The Transit Master Plan shows that the two lines up the sides of Lake Union would carry very similar numbers of people. This makes sense, if you don’t focus on one of the neighborhoods served, and consider our entire transit network, as the Transit Master Plan did. It sees 25,000 riders on a rail line here, and for good reason – as downtown’s jobs are growing northward, they’re well outside the catchbasin of Link – this is a completely different corridor. People coming from all over the eastern half of the city would transfer from Link to this line to get to tens of thousands of new jobs in South Lake Union. Today, most of us don’t see that – we consider the South Lake Union Streetcar slow and infrequent, and we don’t see South Lake Union as a big urban center. But it’s not just Amazon’s new towers – there’s huge growth coming in SLU and more coming to the U-District shortly thereafter, and the focus on Eastlake ignores that this provides a connection between them – and a two way connection at that, as there are both jobs and residential in both centers.
Don’t be an armchair planner. If there’s real planning work that supports you, use it. But contradicting it with anecdotes just leads to poor decisions.
The other issue here, and the more interesting, is the politics. In Erica’s Publicola piece, she not only acts as if Eastlake/SLU is the same corridor as Link, which is pretty clearly mistaken, but she also attacks funding this line at all. She even claims bicycle advocates agree with her. But bicycle and even greenways advocates have been united – this planning money will lead to bicycle infrastructure along new lines. Even Cascade Bicycle Club sent a letter urging the Eastlake funding be retained. And the Council doesn’t agree with her either – their new green sheet (their proposal to change the budget) doesn’t cancel the funding at all, just splits it in two, pushing part of it out a year.
This causes a perfect political situation for the Council.
They don’t disagree with the project – they’re funding it, just more slowly. But it turns the Council’s argument that ‘we don’t yet know how to fund building these’ into a self-fulfilling prophecy.
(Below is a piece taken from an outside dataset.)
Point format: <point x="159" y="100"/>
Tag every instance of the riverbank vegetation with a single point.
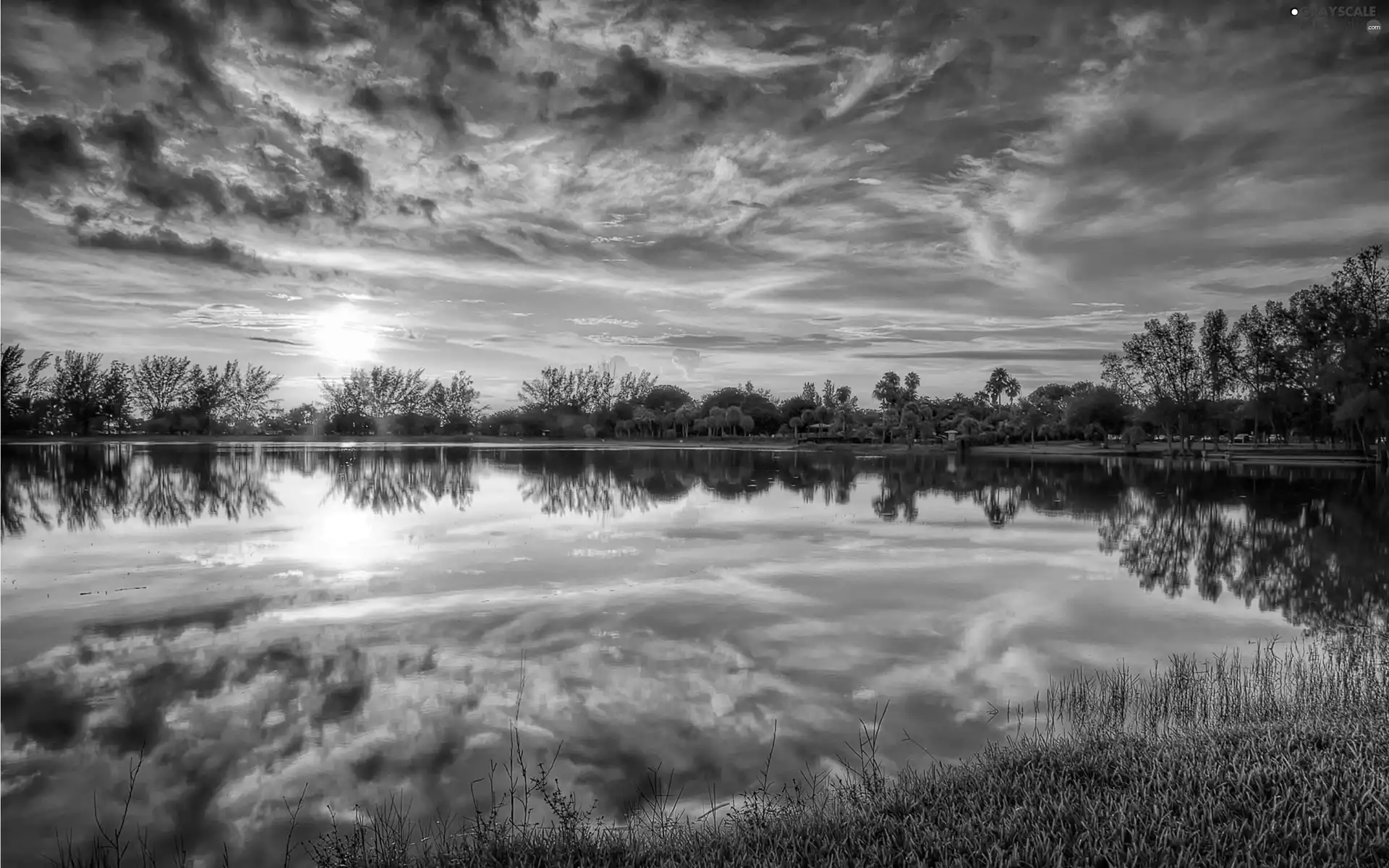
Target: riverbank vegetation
<point x="1280" y="760"/>
<point x="1314" y="367"/>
Instead of spending the next year with planning funded, where the mayor can continue to seek federal funding for design and engineering (as he’s been highly successful at with millions for the downtown connector and the Broadway extension), we’re left to fight next year to ensure that planning money is retained – while we’ll be fighting at the same time to ensure Metro is funded and to get transit included in a statewide transportation package.
The City Council passed the Transit Master Plan’s recommendations for high capacity transit unanimously – they clearly agree with funding the projects, or they would have been cut. But with a new Obama administration (fingers crossed), a state package, and PSRC all likely to offer new options, securing planning funding now leaves them at risk of a big win for the mayor – and for transit – if we’re ready to accept federal funds for more.
With at least two Councilmembers planning to run against McGinn next year, it makes sense for their political aspirations to keep him from having an election year success. Unfortunately, preventing us from winning transit funding does so at the expense of tens of thousands of Seattle commuters who are waiting for better solutions.
Look past the anecdotes. The Council proposal hurts transit for a political win.